And this is how you would use them:

import { Autorun, schemas } from 'redone';
import { number } from 'redone/types';
 
const schema = new schemas.ReactiveShapeSchema({
  foo: new schemas.ReactiveShapeSchema({
    bar: number,
  }),
});
 
const state = schema.cast();
 
Autorun.start(() => {
  // Log 'bar' anytime 'foo' or 'bar' changes.
  console.log(state.foo.bar);
});
// 0
 
// 'bar' is indestructible. Setting 'bar' to the string '5' results in
// casting the string to a number.
state.foo.bar = '5';
// 5
 
// 'foo' is indestructible. Setting 'foo' to null results in casting null
// to an empty object with 'bar' set to 0.
state.foo = null;
// 0

compile(Component)(Class)

Generates a new React Component class using the specified class as a template. For the most part, the API matches React's ES6 API. The differences are:

• The class should not inherit from React.Component.
• stateTypes must be set in order to use the state object.
• this.props and this.state are instances of ReactiveShape or null if no "types" are set.
• this.setState can be used to update a group of properties at once, but normal assignment works as well and is preferred when updating single values.
• componentWillReceiveProps, shouldComponentUpdate, componentWillUpdate, and this.forceUpdate are not supported since they go against the autorun paradigm.
• mixins are not supported. Object composition is a much better strategy than multiple inheritance.
• compute and renderrun inside separate autoruns.
• The compute hook is the only function that can be async and has access to the computation object.

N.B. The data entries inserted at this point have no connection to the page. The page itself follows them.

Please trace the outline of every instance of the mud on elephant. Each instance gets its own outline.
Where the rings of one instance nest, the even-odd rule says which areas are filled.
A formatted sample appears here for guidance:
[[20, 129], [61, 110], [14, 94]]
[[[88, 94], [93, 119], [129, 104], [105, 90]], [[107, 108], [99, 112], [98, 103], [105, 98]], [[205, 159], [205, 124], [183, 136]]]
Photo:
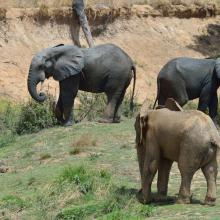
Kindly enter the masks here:
[[131, 58], [119, 47], [104, 44], [92, 48], [58, 45], [37, 53], [28, 75], [28, 91], [33, 99], [43, 102], [45, 94], [36, 86], [46, 78], [59, 81], [60, 95], [56, 117], [63, 125], [73, 123], [72, 108], [78, 90], [107, 96], [107, 107], [101, 122], [120, 122], [118, 113], [126, 89], [134, 76], [131, 108], [136, 81], [136, 69]]
[[158, 197], [166, 198], [171, 166], [176, 161], [181, 174], [177, 202], [190, 203], [191, 180], [201, 168], [208, 188], [204, 203], [215, 204], [216, 152], [220, 146], [220, 137], [209, 116], [197, 110], [143, 108], [136, 118], [135, 129], [141, 174], [141, 190], [138, 193], [140, 202], [152, 201], [151, 184], [157, 170]]

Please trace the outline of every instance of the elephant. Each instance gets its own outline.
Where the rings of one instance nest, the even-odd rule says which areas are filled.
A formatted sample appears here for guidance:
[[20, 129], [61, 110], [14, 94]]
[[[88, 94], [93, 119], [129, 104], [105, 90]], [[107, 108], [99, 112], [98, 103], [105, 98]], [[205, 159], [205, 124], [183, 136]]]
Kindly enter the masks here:
[[157, 98], [153, 109], [164, 105], [167, 98], [174, 98], [181, 106], [199, 98], [198, 110], [209, 109], [216, 122], [220, 82], [220, 59], [180, 57], [169, 61], [157, 77]]
[[107, 107], [100, 122], [120, 122], [118, 113], [126, 89], [134, 77], [130, 107], [136, 82], [136, 68], [131, 58], [114, 44], [91, 48], [58, 45], [37, 53], [30, 65], [28, 91], [31, 97], [43, 102], [46, 95], [36, 86], [46, 78], [59, 81], [60, 94], [55, 115], [64, 126], [73, 124], [72, 108], [78, 90], [102, 93], [107, 96]]
[[[167, 103], [168, 102], [168, 103]], [[207, 181], [204, 204], [216, 201], [216, 154], [220, 137], [211, 118], [198, 110], [182, 111], [173, 100], [157, 110], [142, 107], [135, 122], [136, 149], [141, 176], [141, 203], [153, 201], [151, 184], [158, 170], [158, 198], [165, 199], [172, 163], [178, 163], [181, 186], [177, 203], [191, 202], [190, 185], [194, 173], [201, 168]], [[174, 106], [169, 103], [176, 103]], [[169, 106], [169, 107], [168, 107]], [[169, 109], [168, 109], [168, 108]]]

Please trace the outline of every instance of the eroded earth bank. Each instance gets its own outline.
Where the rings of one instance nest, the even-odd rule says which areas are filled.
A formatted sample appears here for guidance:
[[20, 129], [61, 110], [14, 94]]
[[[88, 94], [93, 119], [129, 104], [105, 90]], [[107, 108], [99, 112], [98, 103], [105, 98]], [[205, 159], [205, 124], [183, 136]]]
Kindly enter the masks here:
[[[42, 48], [60, 43], [72, 44], [71, 8], [1, 9], [0, 96], [27, 99], [26, 78], [33, 55]], [[210, 9], [211, 10], [211, 9]], [[171, 58], [208, 57], [220, 49], [219, 17], [206, 13], [159, 13], [147, 5], [132, 8], [87, 9], [95, 44], [114, 43], [122, 47], [137, 65], [137, 96], [140, 102], [156, 94], [156, 76]], [[214, 16], [215, 15], [215, 16]], [[173, 17], [171, 17], [173, 16]], [[190, 17], [192, 16], [192, 17]], [[81, 42], [87, 46], [83, 34]], [[53, 80], [44, 89], [58, 93]]]

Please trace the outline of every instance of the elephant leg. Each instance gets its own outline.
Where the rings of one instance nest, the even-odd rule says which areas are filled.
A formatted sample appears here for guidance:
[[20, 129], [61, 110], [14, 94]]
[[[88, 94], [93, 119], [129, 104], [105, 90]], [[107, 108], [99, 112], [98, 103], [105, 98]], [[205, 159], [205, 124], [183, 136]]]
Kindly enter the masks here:
[[218, 110], [218, 96], [217, 96], [217, 92], [215, 92], [212, 96], [211, 96], [211, 100], [209, 103], [209, 116], [211, 117], [211, 119], [216, 123], [217, 120], [217, 110]]
[[142, 143], [137, 144], [136, 148], [137, 148], [137, 157], [138, 157], [140, 175], [141, 175], [141, 178], [143, 178], [143, 169], [144, 169], [144, 159], [146, 156], [146, 148], [145, 148], [145, 146], [143, 146]]
[[168, 98], [175, 99], [180, 106], [184, 106], [188, 100], [188, 94], [186, 91], [185, 84], [183, 82], [174, 84], [173, 82], [164, 82], [165, 85], [162, 85], [161, 93], [158, 97], [158, 105], [165, 105], [165, 102]]
[[62, 99], [64, 126], [73, 124], [73, 105], [74, 99], [79, 88], [80, 76], [74, 75], [60, 81], [60, 95]]
[[141, 203], [151, 202], [151, 184], [159, 164], [159, 147], [153, 132], [148, 131], [146, 139], [146, 153], [141, 176], [141, 187], [137, 197]]
[[168, 181], [173, 161], [161, 158], [158, 168], [157, 191], [159, 199], [167, 196]]
[[115, 106], [115, 112], [114, 112], [114, 122], [115, 123], [119, 123], [120, 122], [120, 118], [121, 118], [121, 115], [119, 114], [119, 108], [120, 108], [120, 105], [124, 99], [124, 96], [125, 96], [125, 92], [126, 92], [126, 88], [124, 89], [124, 91], [121, 93], [119, 99], [117, 100], [116, 102], [116, 106]]
[[218, 173], [216, 157], [207, 165], [202, 167], [202, 172], [207, 181], [206, 205], [215, 205], [216, 200], [216, 177]]
[[[191, 202], [191, 181], [194, 173], [200, 166], [201, 161], [196, 159], [196, 155], [189, 153], [189, 148], [187, 148], [189, 143], [185, 143], [181, 146], [178, 167], [181, 174], [181, 185], [179, 190], [179, 196], [177, 203], [189, 204]], [[194, 158], [194, 159], [192, 159]]]
[[160, 94], [158, 97], [158, 105], [164, 106], [165, 102], [166, 102], [166, 98]]
[[121, 96], [121, 91], [117, 91], [114, 93], [106, 93], [108, 104], [105, 109], [103, 118], [99, 121], [101, 123], [114, 123], [114, 117], [115, 117], [115, 110], [118, 103], [118, 100]]
[[64, 119], [63, 119], [63, 106], [62, 106], [61, 95], [59, 95], [59, 99], [58, 99], [57, 104], [56, 104], [55, 117], [56, 117], [56, 119], [57, 119], [57, 121], [59, 123], [62, 124], [64, 122]]
[[200, 93], [198, 110], [205, 112], [209, 106], [209, 101], [210, 101], [210, 86], [206, 85]]
[[179, 196], [177, 203], [179, 204], [189, 204], [191, 201], [191, 181], [195, 172], [190, 172], [180, 168], [181, 173], [181, 185], [179, 190]]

import React from 'react';
import { compile } from 'redone';
import { number } from 'redone/types';
 
class Counter {
  static propTypes = {
    initialValue: number,
  };
 
  static stateTypes = {
    value: number,
    square: number,
  };
 
  initialize() {
    this.state.value = this.props.initialValue;
  }
 
  compute() {
    this.state.square = Math.pow(this.state.value, 2);
  }
 
  render() {
    return (
      <div>
        Value: {this.state.value}<br />
        Square: {this.state.square}<br />
        <button onClick={() => this.state.value += 1}>add</button>
      </div>
    );
  }
}
 
export default compile(React.Component)(Counter);

renderAsync(renderer, element)

With support for async computations, the default static render function provided by React isn't enough. Redone provides a utility method called renderAsync which walks the element tree multiple times until all async computations have completed.

import React from 'react';
import ReactDOMServer from 'react-dom/server';
import { compile, renderAsync } from 'redone';
import { number } from 'redone/types';
 
const Test = compile(React.Component)(
  class Test {
    static stateTypes = {
      value: number,
    };
 
    async compute() {
      this.state.value = await Promise.resolve(2);
    }
 
    render() {
      return <div>{this.state.value}</div>;
    }
  }
);
 
renderAsync(ReactDOMServer.renderToStaticMarkup, <Test />).then(result => console.log(result));
// '<div>2</div>'

Interop with RxJS

See redone-observable.

Hot reload

Because Redone components are already proxied, no additional configuration or plugins are necessary to use hot module replacement (HMR). All that's needed is to pass the module variable to the compile function so that Redone can hook into the HMR runtime.

When a component module changes, Redone loads the new class, disposes the current instance, initializes an instance of the new class, and re-renders the component in place.

See the webpack docs to learn more about enabling HMR.

import React from 'react';
import { compile } from 'redone';
 
class App {
  render() {
    return <div>hello</div>;
  }
}
 
export default compile(React.Component, module)(App);